Oddfellow
(a commentary on Shakespeare's 'Othello')
To see a black ram tupping his white ewe,
Brabantio deemed that witchcraft did ensue,
That drugs or magic, some forbidden art,
Subdued a maid, from home and hearth to part.
Color contrasting underneath their robes,
His daughter, with her pair of ivory globes,
Was to a Moor of sooty bosom knit,
Fueling the frenzy of a father's fit.
To make the beast with two backs was their course,
He, likened to a slave or barbary horse,
She, a fresh lily, whiter than the sheet,
Winning a match in nocturnal defeat.
Bating in her cheeks, her unmanned blood
Like simple modesty in unchecked flood,
Would flow by his black mantle's hooding sway.

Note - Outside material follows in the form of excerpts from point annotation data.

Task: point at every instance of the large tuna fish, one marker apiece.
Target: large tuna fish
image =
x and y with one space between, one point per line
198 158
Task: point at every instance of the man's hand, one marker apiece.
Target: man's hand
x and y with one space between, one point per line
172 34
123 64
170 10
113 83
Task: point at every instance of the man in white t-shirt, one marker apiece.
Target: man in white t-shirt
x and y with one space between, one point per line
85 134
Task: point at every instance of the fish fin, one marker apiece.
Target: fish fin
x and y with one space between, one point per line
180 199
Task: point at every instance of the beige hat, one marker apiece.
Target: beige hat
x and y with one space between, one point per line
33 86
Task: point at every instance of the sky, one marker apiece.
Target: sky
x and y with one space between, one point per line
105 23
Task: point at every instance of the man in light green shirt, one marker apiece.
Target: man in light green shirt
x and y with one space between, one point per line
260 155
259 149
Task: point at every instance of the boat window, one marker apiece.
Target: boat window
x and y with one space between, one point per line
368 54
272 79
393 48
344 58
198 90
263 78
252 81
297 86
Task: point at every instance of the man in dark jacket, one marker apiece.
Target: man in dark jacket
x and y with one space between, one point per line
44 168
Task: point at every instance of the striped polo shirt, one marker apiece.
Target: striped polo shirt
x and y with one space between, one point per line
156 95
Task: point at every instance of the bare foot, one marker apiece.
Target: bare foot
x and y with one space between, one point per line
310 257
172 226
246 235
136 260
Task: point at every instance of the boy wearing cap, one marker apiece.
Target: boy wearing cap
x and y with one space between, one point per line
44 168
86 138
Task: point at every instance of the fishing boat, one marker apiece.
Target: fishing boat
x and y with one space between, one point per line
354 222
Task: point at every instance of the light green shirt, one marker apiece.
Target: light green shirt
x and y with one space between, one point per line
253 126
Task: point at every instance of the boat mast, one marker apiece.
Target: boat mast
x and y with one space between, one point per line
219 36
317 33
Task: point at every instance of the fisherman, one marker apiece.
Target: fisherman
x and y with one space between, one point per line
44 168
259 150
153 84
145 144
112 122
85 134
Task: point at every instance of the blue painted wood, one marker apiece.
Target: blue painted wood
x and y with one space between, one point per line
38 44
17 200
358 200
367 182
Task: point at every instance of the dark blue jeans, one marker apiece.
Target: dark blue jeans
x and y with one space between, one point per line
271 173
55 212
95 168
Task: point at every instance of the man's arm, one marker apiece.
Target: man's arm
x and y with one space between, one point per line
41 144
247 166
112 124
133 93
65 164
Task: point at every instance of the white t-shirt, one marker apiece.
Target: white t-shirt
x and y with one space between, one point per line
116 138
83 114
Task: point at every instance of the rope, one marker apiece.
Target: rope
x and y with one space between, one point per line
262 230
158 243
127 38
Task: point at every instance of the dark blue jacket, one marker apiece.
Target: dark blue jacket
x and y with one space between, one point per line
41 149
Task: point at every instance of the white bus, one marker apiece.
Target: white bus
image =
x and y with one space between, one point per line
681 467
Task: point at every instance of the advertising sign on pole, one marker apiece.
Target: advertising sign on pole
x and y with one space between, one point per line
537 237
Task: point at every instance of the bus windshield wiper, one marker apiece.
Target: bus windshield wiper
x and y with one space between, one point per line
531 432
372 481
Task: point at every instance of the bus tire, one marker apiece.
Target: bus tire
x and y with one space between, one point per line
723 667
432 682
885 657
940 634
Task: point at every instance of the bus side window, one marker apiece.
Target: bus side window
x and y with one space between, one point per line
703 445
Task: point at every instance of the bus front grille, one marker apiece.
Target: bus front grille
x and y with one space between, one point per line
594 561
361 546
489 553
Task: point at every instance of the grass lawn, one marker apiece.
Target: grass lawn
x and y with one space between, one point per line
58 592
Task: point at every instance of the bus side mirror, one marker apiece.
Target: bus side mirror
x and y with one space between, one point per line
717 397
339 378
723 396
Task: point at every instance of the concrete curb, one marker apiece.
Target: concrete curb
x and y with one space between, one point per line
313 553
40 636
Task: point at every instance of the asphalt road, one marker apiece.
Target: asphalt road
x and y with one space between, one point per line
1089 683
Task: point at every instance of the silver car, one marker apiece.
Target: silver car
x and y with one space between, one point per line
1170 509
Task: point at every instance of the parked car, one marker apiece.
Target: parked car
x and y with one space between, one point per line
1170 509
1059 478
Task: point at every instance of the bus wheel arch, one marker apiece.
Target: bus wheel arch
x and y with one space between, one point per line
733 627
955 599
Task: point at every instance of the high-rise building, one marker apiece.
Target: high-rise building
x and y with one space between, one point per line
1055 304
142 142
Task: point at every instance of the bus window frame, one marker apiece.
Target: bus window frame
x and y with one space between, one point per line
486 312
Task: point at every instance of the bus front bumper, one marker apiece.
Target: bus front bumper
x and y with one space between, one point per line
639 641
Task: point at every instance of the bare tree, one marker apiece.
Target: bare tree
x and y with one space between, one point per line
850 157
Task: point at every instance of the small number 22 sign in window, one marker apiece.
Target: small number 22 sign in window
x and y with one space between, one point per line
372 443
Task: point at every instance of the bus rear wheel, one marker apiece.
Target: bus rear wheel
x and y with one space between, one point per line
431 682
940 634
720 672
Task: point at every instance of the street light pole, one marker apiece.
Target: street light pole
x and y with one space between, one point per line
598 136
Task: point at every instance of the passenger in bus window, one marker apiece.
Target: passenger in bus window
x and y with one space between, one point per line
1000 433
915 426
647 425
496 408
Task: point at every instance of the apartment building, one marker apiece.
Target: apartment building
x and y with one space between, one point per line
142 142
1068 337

At night-time he would prove her noon-time day.
How could a dove with this raven unite,
By their own beauties doing amorous rite?
Yet love is blind, seeing but from the heart,
And she enamored of his valiant part.
Love's night is noon, it serves a fixèd mark,
To souls adrift, as star to wandering bark,
In measuring kingdoms, fears not to embark,
Makes no distinction betwixt light and dark.
So, as the Duke concludes in the first act:
"Your son-in-law is far more fair than black."
Villains and heros come in every hue,
Angels and demons, saints and sinners too.
As Melville notes, in his seafaring tale
Of Moby Dick, the bear, the shark, the whale,
Of many species known to tear or bite,
The most malicious beasts are clad in white.
When, at the outset, God created man,
Setting in motion his eternal plan,
He specified that man and wife enmesh,
Not fretting black and white become one flesh.
Fair Desdemona, then, was never stained.
And think, although Othello was constrained
To spare her snow-white, alabaster skin,
The blood of every one runs red within.